Ok, here's some numbers: nuclear power plant core damage frequency is usually estimated at around 5x10^-5 /year, on one accident every 20,000 years. Some estimates from manufacturers for newer designs are much better than that, getting as low as 3x10^-8 /year. Doesn't sound bad, does it? These are risks, I believe, calculated for equipment failure, not human error.
Declaration of bias: I'll henceforth use the number given by regulators, rather than that given by manufacturers. I'm not presenting an exact calculation, just a rough estimate based on publicly available numbers.
So, one accident every 20,000 years. Per plant. There are now worldwide 440 commercial power plants. That's one accident every 40 years. If you include research reactors and nuclear ships and submarines, that roughly doubles the numbers. There's an additional 60 nuclear power plants under construction, 150 planned and 320 under proposal. So in the foreseeable future, we can expect somewhere in the region of 1500 nuclear reactors. One accident every 14 years or so.
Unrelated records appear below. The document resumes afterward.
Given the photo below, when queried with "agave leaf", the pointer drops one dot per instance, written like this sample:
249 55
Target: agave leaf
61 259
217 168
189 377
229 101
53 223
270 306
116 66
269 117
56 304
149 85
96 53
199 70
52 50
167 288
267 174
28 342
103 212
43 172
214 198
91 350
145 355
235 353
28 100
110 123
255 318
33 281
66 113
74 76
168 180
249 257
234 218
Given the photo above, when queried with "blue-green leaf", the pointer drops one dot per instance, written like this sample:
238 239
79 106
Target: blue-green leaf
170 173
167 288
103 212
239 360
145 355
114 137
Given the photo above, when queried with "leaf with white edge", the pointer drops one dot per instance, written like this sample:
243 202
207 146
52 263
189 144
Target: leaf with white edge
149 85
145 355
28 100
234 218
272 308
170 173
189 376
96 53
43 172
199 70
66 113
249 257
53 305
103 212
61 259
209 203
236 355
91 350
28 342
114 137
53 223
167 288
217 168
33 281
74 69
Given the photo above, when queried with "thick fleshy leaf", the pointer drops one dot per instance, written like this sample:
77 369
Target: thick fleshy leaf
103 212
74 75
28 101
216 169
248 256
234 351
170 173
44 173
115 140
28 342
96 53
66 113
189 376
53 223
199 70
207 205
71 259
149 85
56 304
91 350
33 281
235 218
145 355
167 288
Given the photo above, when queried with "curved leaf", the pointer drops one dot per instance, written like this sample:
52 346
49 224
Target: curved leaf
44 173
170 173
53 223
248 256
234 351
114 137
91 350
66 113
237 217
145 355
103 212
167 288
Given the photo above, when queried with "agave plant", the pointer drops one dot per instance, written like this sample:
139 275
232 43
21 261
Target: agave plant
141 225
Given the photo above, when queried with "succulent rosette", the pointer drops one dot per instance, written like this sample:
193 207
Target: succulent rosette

Conclusion: nuclear power plants, individually, are safe. The one in your neighbourhood will typically have an accident every 20,000 years, nothing to worry about unless you have a tendency to be paranoid. Worldwide, you can expect a future with a nuclear accident or two per generation. Acceptable risk? Not for me, thanks.
I first did this calculation yesterday. Up to then, I was inclined to think of nuclear power as a minor risk, and of the anti-nuclear crowd has mostly people afraid of something they don't understand, and reacting out of that fear. Now, I'm firmly on the anti-nuclear side.
(Risk is calculated as follows: for a risk of p per plant and n plants, combined risk is not n*p, but rather p*sum(1-p)^i, from i=0..n-1; the calculation is left as an exercise for the reader. The difference is small for n<<1/p, as in this case)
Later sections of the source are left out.